上記各実施形態については、例示であり、これらのうちの一部を他の実施形態と組み合わせること等も考えられ、例えば第1実施形態において、第3実施形態に例示した入出管理部50を設ける構成としてもよい。
また、上記では、車載可能な通信端末10の一例として、スマホを利用する態様について示したが、マイクやスピーカー等、音響通信を可能にするための設備を有するものであれば、スマホ以外の機器を通信端末10として採用してもよい。なお、本実施形態では、既述のように、スマホに既存の設備であるマイクやスピーカーを利用して音響通信を可能にする態様とすることで、簡易かつ確実に通信端末10を構成できる。例えば、NFC(Near Field Communication)を利用した入出庫管理も考えられるが、この場合、NFC機能を搭載していないスマホでは利用できない態様となる。
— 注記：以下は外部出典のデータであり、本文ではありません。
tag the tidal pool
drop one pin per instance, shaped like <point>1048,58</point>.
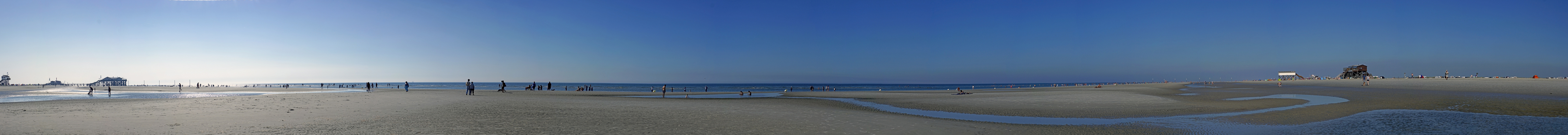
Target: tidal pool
<point>738,95</point>
<point>71,93</point>
<point>1034,120</point>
これに対して、マイクやスピーカーは、スマホに標準搭載されているため、これを利用した音響通信とすることで、いずれのスマホでも通信端末10として利用可能となる。
また、音響通信により入出庫時の処理を行うことで、オペレーション無しで通信端末10における駐車位置の記憶ができる。例えばスマホのNFC機能やQRコード(登録商標)を利用する場合には、ユーザーが、スマホを駐車位置に設置された装置やQRコード(登録商標)にかざす等のオペレーションを行う必要があるが、音響通信の場合、例えばスマホを自動立上げや常時起動とすること等によって、かかる手間を要しない態様とすることができる。
また、音響通信についての発信態様についても、種々の態様が考えられ、例えば指向性すなわち発信する方向や、使用する周波数帯域、あるいは発信強度等を、種々変更してもよい。例えば、事前登録されている通信端末10の特性(例えばスマホの種別)に応じて、最適な周波数帯域や発信強度等を選択するものとしてもよい。あるいは、車両VEの大きさ等を考慮して指向性を変更する等も考えられる。
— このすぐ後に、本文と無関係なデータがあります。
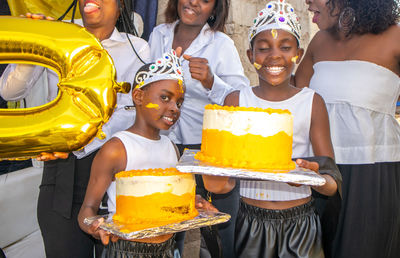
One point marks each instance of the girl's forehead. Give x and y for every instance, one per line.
x=274, y=34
また、例えばスマホを通信端末10として利用可能にするためのアプリについても、種々の態様が考えられ、例えば駐車場PAが、複合商業施設に付随するものである場合には、当該複合商業施設において利用されるアプリに付随させたものとし、当該アプリの利用に際して登録された各種情報と紐づけして、例えば駐車場料金の割引適用等が可能になっていてもよい。
また、駐車管理部100についても、種々の態様が考えられ、例えばクラウド型のサーバーにより駐車管理部100を構成してもよい。また、駐車位置情報出力装置60の音響通信制御部SC等について、駐車管理部100と共有で構成するものとしてもよい。